8. The method according to claim 7, characterized in that, S6 includes: The overall energy consumption distribution information is compared with a preset normal energy consumption distribution template to detect whether there are phase loss characteristics or deviations in power consumption patterns. If a phase loss feature is detected, a phase loss warning signal is generated, and the location of the abnormal circuit is determined based on the circuit with a sudden drop in power in the overall energy consumption distribution information. If a deviation from the power consumption pattern is detected, an abnormal power consumption warning signal is generated, and the type of abnormality is determined based on the distribution characteristics of the deviation in the frequency domain. The output includes an early warning monitoring report containing the location and type of abnormal loop.

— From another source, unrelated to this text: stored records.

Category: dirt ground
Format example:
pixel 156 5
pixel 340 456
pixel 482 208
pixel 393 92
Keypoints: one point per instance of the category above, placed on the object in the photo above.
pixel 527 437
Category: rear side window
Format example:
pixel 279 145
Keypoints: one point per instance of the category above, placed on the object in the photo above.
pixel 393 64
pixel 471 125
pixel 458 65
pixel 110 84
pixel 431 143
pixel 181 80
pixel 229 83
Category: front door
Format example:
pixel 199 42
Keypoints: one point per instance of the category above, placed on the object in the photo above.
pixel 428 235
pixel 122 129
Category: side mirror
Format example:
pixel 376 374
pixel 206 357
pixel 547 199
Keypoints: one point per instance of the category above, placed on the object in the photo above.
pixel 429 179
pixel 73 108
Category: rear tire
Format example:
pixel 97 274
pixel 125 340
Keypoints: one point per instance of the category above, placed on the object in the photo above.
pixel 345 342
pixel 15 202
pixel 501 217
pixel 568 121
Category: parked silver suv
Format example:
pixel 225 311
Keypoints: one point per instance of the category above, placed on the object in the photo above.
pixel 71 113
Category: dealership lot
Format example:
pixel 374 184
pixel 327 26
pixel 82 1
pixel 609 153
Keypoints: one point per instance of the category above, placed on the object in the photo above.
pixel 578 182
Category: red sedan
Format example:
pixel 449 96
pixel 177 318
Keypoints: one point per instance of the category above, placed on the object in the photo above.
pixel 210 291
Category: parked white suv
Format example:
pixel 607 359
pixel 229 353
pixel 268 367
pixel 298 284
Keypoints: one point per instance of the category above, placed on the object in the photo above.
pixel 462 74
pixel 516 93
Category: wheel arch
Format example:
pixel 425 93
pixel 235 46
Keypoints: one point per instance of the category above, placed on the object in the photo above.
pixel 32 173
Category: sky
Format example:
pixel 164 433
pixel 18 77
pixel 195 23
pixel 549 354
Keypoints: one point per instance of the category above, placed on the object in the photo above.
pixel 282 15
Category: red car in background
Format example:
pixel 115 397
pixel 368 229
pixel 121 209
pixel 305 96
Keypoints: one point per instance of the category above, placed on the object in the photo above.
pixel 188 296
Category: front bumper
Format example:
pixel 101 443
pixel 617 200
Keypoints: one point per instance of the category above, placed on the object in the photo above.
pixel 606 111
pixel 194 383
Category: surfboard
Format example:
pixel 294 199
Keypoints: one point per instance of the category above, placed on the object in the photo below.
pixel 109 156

9. A system for monitoring the energy consumption of a power distribution cabinet, used to implement the method as described in any one of claims 1-8, characterized in that, The system for monitoring the energy consumption of a power distribution cabinet includes: The data acquisition module is used to perform high-speed synchronous sampling of the current signals of each circuit in the power distribution cabinet through IoT acquisition devices to obtain the original time-domain sampling sequence data of each circuit. The time-frequency analysis module is used to perform time-frequency analysis on the original time-domain sampling sequence data to obtain the time-frequency spectrum matrix corresponding to each loop; The frequency extraction module is used to determine the dominant frequency range of each loop based on the energy distribution characteristics of the time-spectrum matrix, and select the energy consumption characteristic sequence of the loop based on the dominant frequency range. The feature alignment module is used to align the energy consumption feature sequences of all circuits according to the time axis to form a unified feature dataset of multiple circuits in the distribution cabinet. The energy consumption analysis module is used to perform power spectral density analysis based on the unified feature dataset to obtain the overall energy consumption distribution information of the distribution cabinet; The anomaly warning module is used to determine whether there are abnormal fluctuations based on the overall energy consumption distribution information, and to generate an early warning monitoring report when an anomaly is detected.

10. A computer-readable storage medium storing instructions thereon, characterized in that, When the instruction is executed by the processor, it implements a method for monitoring the energy consumption of a power distribution cabinet as described in any one of claims 1-8.